The government has been the driver of space activities in India ever since the country ventured into space in the early 1960s, with the private sector chipping in with useful support through the supply of components and systems.
However, recognising the huge potential for growth in the space economy, India has been recently making a gradual shift towards greater private participation in the space sector.
“Space activity started in India almost six decades ago, yet today, not just in India but globally, space is seen as a sunrise sector,” the chairperson of the Indian National Space Promotion and Authorization Centre (IN-SPACe), Pawan K Goenka, said on Wednesday (17 November) at the Bengaluru Tech Summit 2021.
Despite having laid a strong foundation for space research and development over several decades, India has potential to accomplish more. “Space economy globally is about $400 billion, out of which India’s share is just about 2 per cent,” Goenka noted, adding that this was the case despite India’s many successful space launches, and resulting beneficial applications, and a solid technology base.

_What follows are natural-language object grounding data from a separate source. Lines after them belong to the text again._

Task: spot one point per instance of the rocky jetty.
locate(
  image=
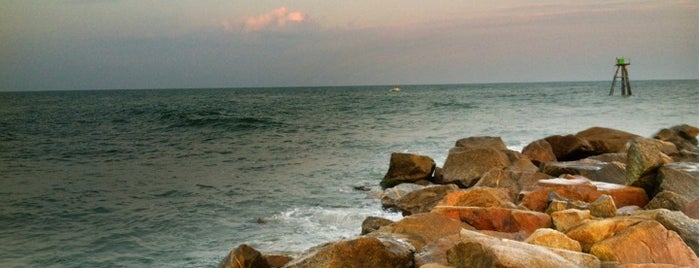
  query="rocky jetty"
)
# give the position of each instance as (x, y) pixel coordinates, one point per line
(598, 198)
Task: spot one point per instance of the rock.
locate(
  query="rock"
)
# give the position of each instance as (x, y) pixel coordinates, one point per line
(478, 250)
(553, 239)
(407, 168)
(478, 197)
(482, 142)
(590, 232)
(372, 223)
(390, 196)
(570, 147)
(566, 219)
(423, 200)
(606, 140)
(667, 200)
(681, 178)
(419, 229)
(497, 219)
(244, 256)
(603, 207)
(643, 159)
(358, 252)
(645, 242)
(276, 261)
(465, 165)
(539, 151)
(691, 209)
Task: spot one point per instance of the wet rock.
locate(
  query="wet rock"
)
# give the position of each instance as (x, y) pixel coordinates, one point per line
(645, 242)
(603, 207)
(423, 200)
(681, 178)
(606, 140)
(643, 159)
(478, 197)
(590, 232)
(419, 229)
(359, 252)
(570, 147)
(372, 223)
(465, 165)
(667, 200)
(539, 152)
(497, 219)
(408, 168)
(478, 250)
(244, 256)
(567, 219)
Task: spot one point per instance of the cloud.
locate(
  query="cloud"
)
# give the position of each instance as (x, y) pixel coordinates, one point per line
(277, 18)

The key to increasing India’s contribution to the global space output lies with the private sector. “This is why, two years ago, the Government of India took a major decision to open the space sector to private enterprises and make the know-how and infrastructure of ISRO (Indian Space Research Organisation) available to private players,” Goenka said.
On 24 June, the union cabinet announced the decision to set up IN-SPACe and greenlit the participation of the private sector in the entire range of space activities, including planetary exploration missions.
The establishment of IN-SPACe as an independent nodal agency under the Department of Space came with the promise of unlocking the potential of the Indian space sector further.
“An open and inclusive space sector will result in accelerated growth, job creation as well as innovations and will enable Indian Space Industry to be a significant player in global space economy,” an ISRO statement after the IN-SPACe announcement in June 2020 said.
While providing the private players a level-playing field in the space sector, the formation of IN-SPACe will be freeing ISRO’s hands to pursue more core research and development activities, new technologies, exploration missions, and the human spaceflight programme.
At Bengaluru Tech Summit 2021, Goenka, who was the managing director of Mahindra & Mahindra before taking up the top job at IN-SPACe, noted that already more than 40 startups in India are covering the entire gamut of space activities, with “some looking to do what no one has done before anywhere in the world”.
He said names like AgniKul, Skyroot, Bellatrix, and Digantara are now getting recognised in the startup ecosystem.
“The Indian government is especially keen to handhold space startups and make them the strength of the Indian space sector,” Goenka said.
He highlighted artificial intelligence, machine learning, materials, design and manufacturing of rocket launchers, satellites, and payloads, and ground stations as areas where India can make advancements.
The twenty-fourth edition of the Bengaluru Tech Summit is underway in the part-physical, part-virtual hybrid mode. It is being held from 17 to 19 November. The central theme of the conference is “Bengaluru driving the next”.
The Science and Technology Minister for Karnataka, Dr Ashwathnarayan C N, said the theme reflects where Bengaluru stands today. “This city and its technology ecosystem is truly going to be in the driver’s seat for the next stage of the technology revolution,” he said.
How technological advancements stand to benefit society and improve the lives of citizens, Dr Ashwathnarayan said, is the key question to explore during the three days of the Bengaluru Tech Summit 2021.
Regarded as the largest technology event in Asia, the Tech Summit is organised by the Department of Electronics, Information Technology, Biotechnology, and Science and Technology, Government of Karnataka, and co-hosted by Software Technology Parks of India.